Remembering Challenger

Like everyone else of a certain age, I remember exactly where I was when Challenger exploded in 1986. I had just returned from class to my dorm room at NC State. As a junior mechanical engineering student, the disaster really registered with me. Several of our faculty members played significant roles in the early space program, and one played a primary role in the development of the space shuttle. Their history with the space program was woven into the curriculum.

I recall that a freshman uber-geek named Darrell in the dorm room next to mine correctly diagnosed the Challenger o-ring problem immediately after the explosion. I thought Darrell was talking out of his ass, but he was proved right over time. I often wondered what happened to him.

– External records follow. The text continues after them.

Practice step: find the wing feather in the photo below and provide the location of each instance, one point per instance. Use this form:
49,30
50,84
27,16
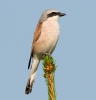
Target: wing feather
37,34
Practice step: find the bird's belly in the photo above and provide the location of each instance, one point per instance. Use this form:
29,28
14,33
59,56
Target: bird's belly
47,43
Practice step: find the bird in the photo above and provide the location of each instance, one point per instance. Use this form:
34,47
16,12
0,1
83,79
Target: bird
44,42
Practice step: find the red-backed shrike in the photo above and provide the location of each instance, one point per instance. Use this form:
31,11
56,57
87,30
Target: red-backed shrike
45,39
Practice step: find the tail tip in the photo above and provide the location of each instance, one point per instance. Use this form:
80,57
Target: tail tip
29,87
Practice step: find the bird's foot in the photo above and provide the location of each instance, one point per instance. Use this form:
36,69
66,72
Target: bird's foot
46,54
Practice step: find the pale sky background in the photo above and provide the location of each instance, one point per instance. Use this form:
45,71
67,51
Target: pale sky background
75,53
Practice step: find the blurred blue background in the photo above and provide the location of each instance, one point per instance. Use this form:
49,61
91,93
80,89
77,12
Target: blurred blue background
75,53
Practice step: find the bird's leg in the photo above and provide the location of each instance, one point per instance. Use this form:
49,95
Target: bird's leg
46,54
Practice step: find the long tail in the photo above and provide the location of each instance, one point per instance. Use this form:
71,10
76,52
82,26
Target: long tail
32,76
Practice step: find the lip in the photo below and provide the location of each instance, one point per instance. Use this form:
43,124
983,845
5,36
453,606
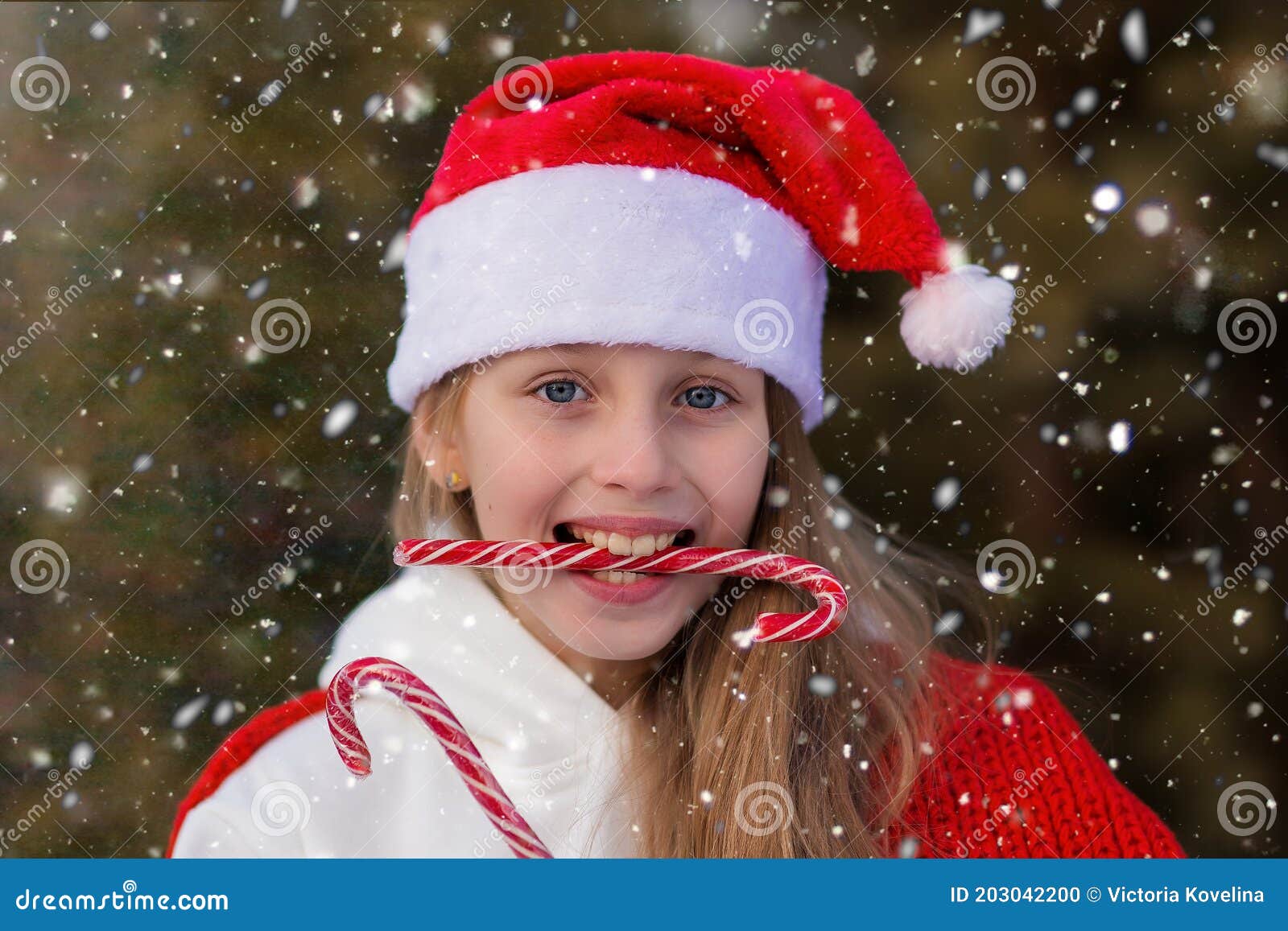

I also remember the explosion occurred on my parent's 20th wedding anniversary. That a national event occurred on a significant family day has become a common through the years. Elvis died on my 11th birthday, and Len Bias died on my sister's 15th birthday. Bobby Kennedy was assassinated on my mother's 21st birthday, and Ronald Reagan died on her 57th birthday. The launch pad fire that killed three Apollo astronauts occurred on my dad's 20th birthday. You might want to lay low on August 16 this year when I turn 40.

I have written previously about Roger Boisjoly, the engineer who tried to prevent the Challenger disaster, and a good friend of mine whose company is a major NASA contractor today.